The monk then asked, “Are the Buddha and the way somewhat different?”
Baso replied, “The Buddha is like stretching out the hand, the way is like clenching the fist.”
Opening the hand or closing the hand are not two things, although they appear as two. Just let your mind be silent and settled and you have entered into no-mind.
There is no difference. The difference is only of an open hand and a fist. Not much difference, not a difference that can be called difference. But yet, apparently, it is different…but only apparently.
Maneesha is asking:
Osho,
More than any other understanding of life, Zen is uncompromising. There is no recourse to interesting explanations from the head or moving expressions from the heart. Either you get the experience or you don’t. There is no middle way.
Could you please comment?
Maneesha, there is no way, neither middle nor extreme. Way means distance, and you are already there. I teach you the no-way. Just relax and you are there. You have not taken even a step on any way.

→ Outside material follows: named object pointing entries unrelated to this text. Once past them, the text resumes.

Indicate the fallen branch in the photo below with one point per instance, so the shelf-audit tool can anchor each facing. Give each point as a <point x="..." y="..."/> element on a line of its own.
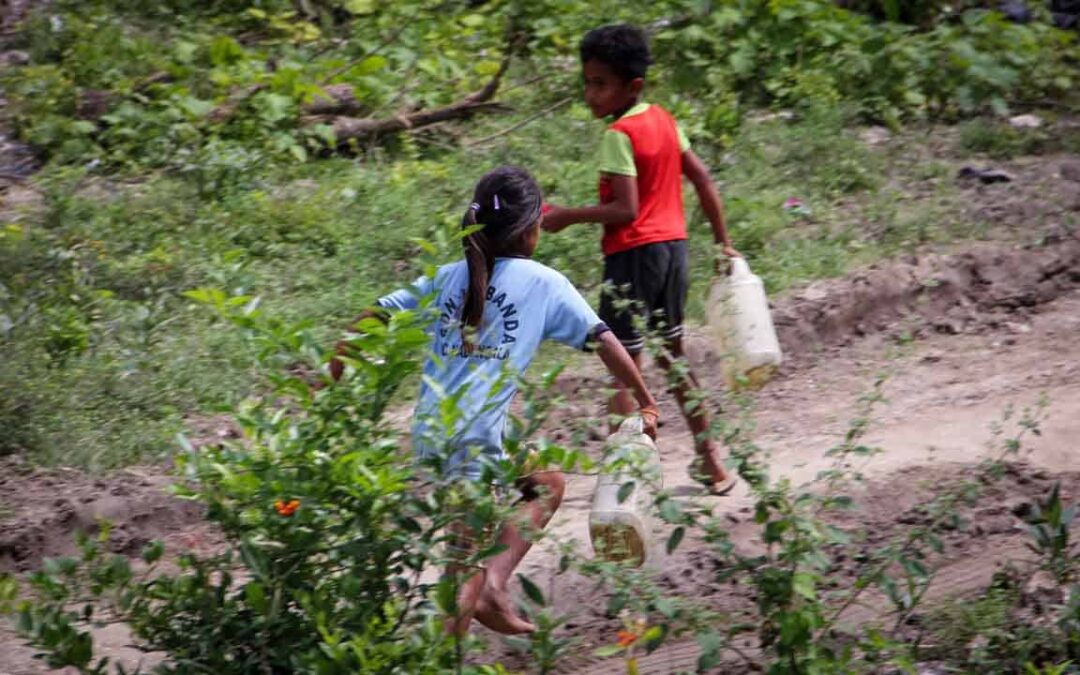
<point x="335" y="99"/>
<point x="347" y="129"/>
<point x="517" y="125"/>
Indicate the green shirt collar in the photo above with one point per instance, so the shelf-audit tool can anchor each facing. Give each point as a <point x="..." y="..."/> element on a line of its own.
<point x="637" y="109"/>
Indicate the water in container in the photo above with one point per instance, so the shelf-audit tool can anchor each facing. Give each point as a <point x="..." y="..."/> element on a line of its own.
<point x="739" y="318"/>
<point x="624" y="529"/>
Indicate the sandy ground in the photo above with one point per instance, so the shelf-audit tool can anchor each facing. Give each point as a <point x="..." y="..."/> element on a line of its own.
<point x="964" y="337"/>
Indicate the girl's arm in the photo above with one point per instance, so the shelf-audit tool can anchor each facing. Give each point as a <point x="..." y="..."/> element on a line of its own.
<point x="696" y="171"/>
<point x="622" y="367"/>
<point x="622" y="208"/>
<point x="337" y="368"/>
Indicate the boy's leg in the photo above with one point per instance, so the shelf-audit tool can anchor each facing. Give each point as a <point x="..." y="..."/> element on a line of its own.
<point x="685" y="389"/>
<point x="623" y="301"/>
<point x="682" y="381"/>
<point x="541" y="495"/>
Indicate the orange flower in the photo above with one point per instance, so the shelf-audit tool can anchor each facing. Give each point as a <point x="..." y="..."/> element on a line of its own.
<point x="286" y="508"/>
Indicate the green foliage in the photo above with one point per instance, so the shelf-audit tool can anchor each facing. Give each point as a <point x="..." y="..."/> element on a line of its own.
<point x="328" y="529"/>
<point x="239" y="73"/>
<point x="1049" y="524"/>
<point x="805" y="53"/>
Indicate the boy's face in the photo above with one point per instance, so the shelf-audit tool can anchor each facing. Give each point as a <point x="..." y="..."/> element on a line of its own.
<point x="606" y="93"/>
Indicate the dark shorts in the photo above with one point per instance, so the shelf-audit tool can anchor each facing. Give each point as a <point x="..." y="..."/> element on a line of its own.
<point x="647" y="286"/>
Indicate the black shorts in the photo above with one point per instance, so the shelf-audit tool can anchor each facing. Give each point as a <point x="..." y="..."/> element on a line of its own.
<point x="647" y="286"/>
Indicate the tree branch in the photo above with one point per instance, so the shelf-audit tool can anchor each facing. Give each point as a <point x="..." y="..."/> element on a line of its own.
<point x="350" y="129"/>
<point x="517" y="125"/>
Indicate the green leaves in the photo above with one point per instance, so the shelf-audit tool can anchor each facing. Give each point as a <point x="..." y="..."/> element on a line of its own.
<point x="531" y="591"/>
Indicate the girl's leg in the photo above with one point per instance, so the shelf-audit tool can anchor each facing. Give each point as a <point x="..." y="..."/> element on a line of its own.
<point x="471" y="580"/>
<point x="622" y="401"/>
<point x="542" y="494"/>
<point x="698" y="419"/>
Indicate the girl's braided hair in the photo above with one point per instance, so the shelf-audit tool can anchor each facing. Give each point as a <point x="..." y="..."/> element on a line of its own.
<point x="507" y="202"/>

Before we enter into thisness, the bamboos are asking for a few laughters. You cannot be hard on the poor bamboos.
Old Daisy Smith dies, and shows up at the Pearly Gates. She is let in by Saint Peter. “You can just settle down anywhere you want,” he says.
“Well,” says Daisy, “I would like to be with my husband who has been dead for many years.”
“Okay,” replies Peter. “What is his name?”
“John,” she says.
“My God,” cries Peter, “we have here hundreds of John Smiths. Is there anything about him that would set him apart?”
Daisy thinks for a while and then says, “Yes, there is. He told me before he died that if I was ever unfaithful to him, he would turn in his grave.”
“A-ha!” says Peter, “I know him. He is the one we call Whirling Smith.”
Kowalski gets a job at a big sawmill but on the first morning he calls the foreman over to where he is working and says, “Boss, one of my fingers has gone with the saw.”
“Well,” demands the foreman, “what did you do wrong?”